Auch die Prosa von Unica Zürn zeichnet entgrenzende Wahrnehmungen nach. Die Autorin hat diese durch eine Anfang der 1960er-Jahre ausgebrochene paranoide Schizophrenie als halluzinatorisches Glück wie Terror gleichermaßen erfahren. Eine der halsbrecherischsten Fantasien ist die, in der eine Frau am Himmel von einem Flugzeug ins andere in ein neues Leben umsteigt (Der Mann im Jasmin).

Der Dachrinnengeistesblitz aber stammt nicht von Zürn, sondern von Natascha Gangl. Die österreichische Schriftstellerin setzt sich in ihrem Buch mit dem Werk der bis heute meist übersehenen Dichterin auseinander. Es ist eine Hommage der nicht herkömmlichen Art.

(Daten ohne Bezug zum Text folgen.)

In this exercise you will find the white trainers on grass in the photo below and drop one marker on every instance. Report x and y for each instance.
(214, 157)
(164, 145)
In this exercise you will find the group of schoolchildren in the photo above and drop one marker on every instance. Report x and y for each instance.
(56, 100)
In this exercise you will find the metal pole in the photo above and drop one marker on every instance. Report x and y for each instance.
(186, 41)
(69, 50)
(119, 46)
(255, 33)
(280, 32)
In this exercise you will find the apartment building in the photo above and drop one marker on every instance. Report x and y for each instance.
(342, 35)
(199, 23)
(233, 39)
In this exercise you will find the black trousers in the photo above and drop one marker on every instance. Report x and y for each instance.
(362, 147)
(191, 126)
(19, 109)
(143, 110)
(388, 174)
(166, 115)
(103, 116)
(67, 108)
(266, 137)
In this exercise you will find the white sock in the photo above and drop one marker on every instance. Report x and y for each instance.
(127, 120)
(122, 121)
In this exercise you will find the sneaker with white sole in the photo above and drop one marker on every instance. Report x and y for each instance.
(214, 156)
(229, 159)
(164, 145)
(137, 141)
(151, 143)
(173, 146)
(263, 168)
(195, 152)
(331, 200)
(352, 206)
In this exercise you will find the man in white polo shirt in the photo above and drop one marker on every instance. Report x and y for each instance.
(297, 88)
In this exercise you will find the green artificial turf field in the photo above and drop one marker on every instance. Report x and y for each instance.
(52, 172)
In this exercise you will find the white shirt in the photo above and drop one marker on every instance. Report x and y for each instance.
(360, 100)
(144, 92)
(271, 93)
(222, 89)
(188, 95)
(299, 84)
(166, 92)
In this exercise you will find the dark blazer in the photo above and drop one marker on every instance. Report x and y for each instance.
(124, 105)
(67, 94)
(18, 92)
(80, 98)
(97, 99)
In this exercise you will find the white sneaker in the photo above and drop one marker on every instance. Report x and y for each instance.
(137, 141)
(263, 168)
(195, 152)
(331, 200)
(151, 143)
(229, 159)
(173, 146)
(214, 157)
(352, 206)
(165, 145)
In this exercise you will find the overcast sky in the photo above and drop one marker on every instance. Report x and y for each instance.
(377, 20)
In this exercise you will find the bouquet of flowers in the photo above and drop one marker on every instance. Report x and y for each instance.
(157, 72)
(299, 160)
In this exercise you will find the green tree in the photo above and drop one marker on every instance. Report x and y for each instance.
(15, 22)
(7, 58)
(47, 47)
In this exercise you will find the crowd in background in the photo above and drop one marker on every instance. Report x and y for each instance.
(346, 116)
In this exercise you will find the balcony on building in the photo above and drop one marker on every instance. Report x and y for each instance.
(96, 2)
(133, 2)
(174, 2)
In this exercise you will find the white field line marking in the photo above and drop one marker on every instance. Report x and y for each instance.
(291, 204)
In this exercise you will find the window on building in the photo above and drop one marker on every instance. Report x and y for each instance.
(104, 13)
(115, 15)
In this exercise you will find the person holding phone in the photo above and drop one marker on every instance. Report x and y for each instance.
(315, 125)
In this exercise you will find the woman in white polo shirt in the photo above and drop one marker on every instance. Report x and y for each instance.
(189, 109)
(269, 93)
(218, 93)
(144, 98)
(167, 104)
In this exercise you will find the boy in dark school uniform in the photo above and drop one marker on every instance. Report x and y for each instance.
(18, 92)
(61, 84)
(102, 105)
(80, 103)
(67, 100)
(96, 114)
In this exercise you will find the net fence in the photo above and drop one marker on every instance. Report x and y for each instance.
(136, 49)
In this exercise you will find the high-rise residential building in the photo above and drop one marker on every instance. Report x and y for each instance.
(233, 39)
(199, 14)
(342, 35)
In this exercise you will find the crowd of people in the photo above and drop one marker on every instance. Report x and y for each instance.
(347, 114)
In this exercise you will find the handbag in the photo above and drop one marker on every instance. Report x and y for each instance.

Denn Gangl, 1986 in Bad Radkersburg geboren, hat nicht einfach ein Buch geschrieben, sondern mit dem Schreibprozess ein Spiel eröffnet, in dem sie die Verfahren Zürns für ihre eigene Gedanken- und Spurensuche aktiviert.

Performativer Aspekt

Gangl ist den wichtigen Schauplätzen und Schreiborten im Leben der Autorin chronologisch nachgereist, um dann anhand des sich jeweils vor Ort abspielenden Lebens oder auch der sich eröffnenden Architektur und sich abzeichnender Stadtbilder den Eindrücken von einst hinterherzuspüren. Dieser Prozess beinhaltet auch einen performativen Aspekt, insofern könnte man sagen: Gangl reenacted Zürn’sche Literatur.

Originalzitate aus Zürns Werk treten im Band Das Spiel von der Einverleibung auf eine Pingpong-Weise in einen Dialog mit Gangls sprachlicher Suchbewegung, die sich nach dem Motto "Alles ist eine Botschaft" (Alexander Kluge) maximal aufgeschlossen und an jedem noch so kleinen Zeichen interessiert zeigt. Und das oft in der auch für Zürn typischen, das Ich verweigernden Rede in der zweiten oder dritten Person. Sogar die Musik aus einem vorbeifahrenden Auto kann kein Zufall sein!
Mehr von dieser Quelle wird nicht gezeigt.